In conclusion, our results showed the predictive value of sHER2 in the treatment of advanced breast cancer patients undergoing first or second line treatment. Dynamic detection of sHER2 can help predict the therapeutic efficacy and prognosis, whether tHER-2 is positive or negative. ORR and TTP in patients of tHER-2 positive and negative all have significant differences in different types of sHER2 dynamic change curve groups.
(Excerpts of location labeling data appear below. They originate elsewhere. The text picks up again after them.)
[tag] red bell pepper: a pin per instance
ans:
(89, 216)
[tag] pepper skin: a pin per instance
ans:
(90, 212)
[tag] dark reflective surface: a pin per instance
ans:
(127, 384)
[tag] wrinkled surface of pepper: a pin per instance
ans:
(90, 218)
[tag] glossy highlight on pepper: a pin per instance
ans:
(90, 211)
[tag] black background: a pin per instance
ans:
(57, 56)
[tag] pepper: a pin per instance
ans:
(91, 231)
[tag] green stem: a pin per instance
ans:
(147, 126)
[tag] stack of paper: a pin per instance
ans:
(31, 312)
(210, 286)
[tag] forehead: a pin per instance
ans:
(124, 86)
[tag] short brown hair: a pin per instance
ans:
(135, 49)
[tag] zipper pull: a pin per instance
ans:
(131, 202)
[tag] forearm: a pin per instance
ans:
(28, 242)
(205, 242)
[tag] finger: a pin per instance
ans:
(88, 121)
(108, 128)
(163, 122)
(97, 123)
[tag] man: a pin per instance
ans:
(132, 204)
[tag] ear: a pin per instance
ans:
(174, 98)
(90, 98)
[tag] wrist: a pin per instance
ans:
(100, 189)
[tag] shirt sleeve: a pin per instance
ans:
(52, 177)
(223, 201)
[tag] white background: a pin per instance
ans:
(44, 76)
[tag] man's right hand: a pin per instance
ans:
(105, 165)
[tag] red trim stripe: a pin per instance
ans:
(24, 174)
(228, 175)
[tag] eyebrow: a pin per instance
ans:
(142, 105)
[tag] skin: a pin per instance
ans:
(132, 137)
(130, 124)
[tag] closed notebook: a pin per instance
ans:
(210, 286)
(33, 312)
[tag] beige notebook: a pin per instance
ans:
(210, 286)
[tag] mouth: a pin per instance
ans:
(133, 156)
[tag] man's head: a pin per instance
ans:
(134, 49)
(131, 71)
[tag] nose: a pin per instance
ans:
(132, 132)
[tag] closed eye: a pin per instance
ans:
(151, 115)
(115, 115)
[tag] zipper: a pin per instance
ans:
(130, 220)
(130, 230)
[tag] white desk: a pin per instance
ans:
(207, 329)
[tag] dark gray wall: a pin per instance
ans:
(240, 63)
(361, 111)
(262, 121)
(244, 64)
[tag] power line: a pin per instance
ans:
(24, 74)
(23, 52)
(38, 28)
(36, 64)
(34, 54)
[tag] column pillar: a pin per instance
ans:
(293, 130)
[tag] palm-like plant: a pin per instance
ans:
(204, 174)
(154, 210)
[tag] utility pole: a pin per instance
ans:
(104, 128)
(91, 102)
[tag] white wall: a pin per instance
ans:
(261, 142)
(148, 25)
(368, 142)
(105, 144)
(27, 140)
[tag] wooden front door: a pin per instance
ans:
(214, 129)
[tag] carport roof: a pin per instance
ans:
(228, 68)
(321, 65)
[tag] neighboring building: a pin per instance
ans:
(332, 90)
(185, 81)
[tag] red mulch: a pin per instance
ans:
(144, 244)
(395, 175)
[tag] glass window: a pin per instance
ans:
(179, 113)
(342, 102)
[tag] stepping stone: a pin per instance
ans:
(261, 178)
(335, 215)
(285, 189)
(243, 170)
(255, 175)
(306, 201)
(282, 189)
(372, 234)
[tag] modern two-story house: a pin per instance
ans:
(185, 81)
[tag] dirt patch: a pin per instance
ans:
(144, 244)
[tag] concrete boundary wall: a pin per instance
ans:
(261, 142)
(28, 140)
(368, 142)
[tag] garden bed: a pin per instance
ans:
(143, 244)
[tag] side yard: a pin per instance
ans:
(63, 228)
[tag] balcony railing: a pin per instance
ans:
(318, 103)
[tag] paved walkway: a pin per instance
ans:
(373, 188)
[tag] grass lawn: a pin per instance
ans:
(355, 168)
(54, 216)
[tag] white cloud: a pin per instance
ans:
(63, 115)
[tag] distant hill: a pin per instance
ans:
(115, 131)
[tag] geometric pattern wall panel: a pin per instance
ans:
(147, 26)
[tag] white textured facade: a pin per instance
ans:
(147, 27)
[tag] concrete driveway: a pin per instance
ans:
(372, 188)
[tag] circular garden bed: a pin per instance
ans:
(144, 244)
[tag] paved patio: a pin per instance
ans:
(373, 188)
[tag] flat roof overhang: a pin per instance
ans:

Therefore, in addition to the baseline, we recommend to measure sHER2 level every two treatment cycles. As advanced breast cancer is an incurable disease and a high sHER2 level is associated with a worse prognosis, sHER2 can be used as an important indicator to evaluate the therapeutic efficacy and progression of advanced breast cancer.

Ethics Approval

All procedures performed in studies involving human participants were in accordance with the ethical standards of the institutional and/or national research committee and with the 1964 Helsinki declaration and its later amendments or comparable ethical standards. This study was approved by The Ethics Committee of Tianjin Medical University Cancer Institute and Hospital (Ek2017067). Informed consent of study participants was obtained prior to study commencement. We declared that patient data was confidential.

Author Contributions

All authors made a significant contribution to the work reported, whether that is in the conception, study design, execution, acquisition of data, analysis and interpretation, or in all these areas; took part in drafting, revising, or critically reviewing the article; gave final approval of the version to be published; have agreed on the journal to which the article has been submitted; and agree to be accountable for all aspects of the work.

Funding

This study was funded by National Natural Science Foundation of China (81602340, 81472183); Tianjin Key Medical Discipline (Specialty) Construction Project (TJYXZDXK-009A, TJYXZDXK-012A); Tianjin Medical University Cancer Hospital “14th Five-Year” Peak Discipline Support Program Project; Shenzhen Chipscreen Biosciences project; Science and Technology Project of Tianjin Health Commission (Grant NO, TJWJ2021MS009).

Disclosure

The authors declare that they have no conflicts of interest in this work.